What is a Team Player? This can be an easy question to answer but very difficult to define – numerically at least. So for starters, I’ll begin by stating how I would define a team player.

A team player will player for the team and the win and not necessarily themselves. What this boils down to is making plays that benefit the team but not the individual player, at least directly. This includes, taking and defending capture points, spotting without doing damage (with guns), smoking up teammates and not themselves, using consumables for the team, tanking damage or drawing fire from other teammates and sometimes even self sacrifice. Each class of ship has their own niche in what they are capable of doing and using those to both the players advantage and the teams advantage can often mean the difference between a win and a loss, or at the very least, a close game.

So since that defines a good team player, it would stand to reason that doing the opposite would define a bad team player. However, there are a couple other criteria that I would like to point out. The first kill stealing.

Kill Secure vs. Kill Steal

There is a fine line between a kill steal and a kill secure, so let me draw it for you. A kill secure, as many of the community contributors like to call it, would be killing an enemy vessel on low health where the bulk of the damage was done by someone else. What sets this aside from a kill steal is a player’s intention. If you want to make sure that a ship is removed as soon as possible, so you help focus a target but just happen to get shells off when the enemy is low, that’s a kill secure. However, if you wait until the player is low enough to have a high chance at getting the kill, that’s a steal. This is bad form in my opinion and if I am sure this is what I player has done, I try to report them.[1]

Use of Consumables

Poor or individual use of consumables is another defining factor of a bad team player. They will choose to use their radar, hydro, defensive AA, and smoke to primarily benefit only them. Sometimes it can benefit other team members, which can make their intention less obvious, but where they are in relation to the fleet, too far ahead or separate from them, can often indicate a bad team player. The new destroyer meta helps promote this sadly, though it is still a conscious choice of the player to decide whether or not to let that dictate their use of smoke. When it comes to radar or hydro, I try to let my teammates know when I’ll be using it so they can be ready to focus a target or be extra vigilant of torpedoes. This also prevents other players from using and wasting their own when it might not be necessary. Sure, every player, at one point or another will find themselves having to using their consumables for themselves, and some ships almost require it, such as the British cruisers. This doesn’t typically qualify them as a bad team player, depending on the circumstances, but it is something to consider.


A player who communicates with the team in a constructive manner is typically a good team player. Usually this is something as simple as requesting a priority target or a cap or acknowledging the another player requires assistance.
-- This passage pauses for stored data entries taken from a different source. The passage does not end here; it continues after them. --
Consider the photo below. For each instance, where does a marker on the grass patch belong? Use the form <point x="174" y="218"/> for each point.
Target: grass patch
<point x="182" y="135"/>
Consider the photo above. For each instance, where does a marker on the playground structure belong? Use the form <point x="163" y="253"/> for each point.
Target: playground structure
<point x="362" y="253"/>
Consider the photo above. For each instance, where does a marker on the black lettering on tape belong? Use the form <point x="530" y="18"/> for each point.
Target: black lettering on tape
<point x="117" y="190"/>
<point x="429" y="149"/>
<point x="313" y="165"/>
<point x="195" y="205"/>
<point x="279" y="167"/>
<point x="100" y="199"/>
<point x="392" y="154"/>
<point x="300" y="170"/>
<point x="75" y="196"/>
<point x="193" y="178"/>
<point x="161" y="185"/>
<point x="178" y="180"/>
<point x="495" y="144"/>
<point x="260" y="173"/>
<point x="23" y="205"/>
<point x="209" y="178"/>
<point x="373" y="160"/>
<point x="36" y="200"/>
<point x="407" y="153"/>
As noted previously, I like to let my teammates know when I’m going to use my consumables, but I also like to know what the strategy is at the beginning of the match. How a teammate responds to or reacts to this can also be an indicator of a team player. We all have seen some of these players – the ones that go in the opposite direction that the rest of the team has agreed upon. They usually tend to be destroyers in my experience, but I have seen both cruisers and battleships do this as well, but by in large they are destroyers. Communication is key in a team based game. Failure to communicate or heed requests of the team tends to lead to a short and or frustrating game so let the team know your intentions, particularly if you are in a place help.

Playing Your Class

Each ship class has a niche that it fits into. As I plan on going into more depth on this in a future article, I’ll keep this section short. If you have played more than 300-400 battles you’ve probably figured out what each ship class is supposed to do. If not, here’s a quick rundown. Destroyers use their speed and detectability to take caps and spot the enemy. Their torpedoes are used for sneak attacks and area denial and guns to harass, do chip damage and start fires. Cruisers provide extended range harassment, anti-aircraft, extra detection capabilities with hydro and radar and destroyer hunting capabilities. Battleships supply damage tanking and high damage strikes with the longest range capabilities for primary armament. Carriers provide spotting, air cover from enemy carriers and harassment of enemy ships, ideally the fast and maneuverable ships like destroyers or those that are isolated. Know what your ship is good at and what it can do for the team and perform that task the best that you are capable of.

Measuring a Team Player

Defining what makes a team player is easy but as I said at the very beginning of this article, measuring it is difficult, particularly with the information available. We can certainly use information such as spotting and kill stealers, but whether or not they use their consumables for the team or themselves is very difficult. In the future, the possibility of some of these is becoming higher with the introduction of MxStats and hopefully the decryption of the replay files. For now, I would recommend that players use the report or compliment feature in game to help the larger community.


The criteria I have noted above are what I use to both objectively and subjectively to identify a good or bad team player. As things move forward with the game and access to more information from replays our hope is to create a formula so you can see a value rating for a team player. Until such time however, use your best judgment and act accordingly, but most importantly, try to be the team player that everyone wants on their team.


Please feel free to comment on any of my articles. Only constructive comments will be kept. I’m open to suggestions and will answer any questions you might have.


[1] It was brought to my intention that I should clarify this statement. “I tend to only report for blatant and habitual kill stealing…But I do use judgment when I dish out reports and make sure a player is intentionally stealing kills as opposed to assisting.”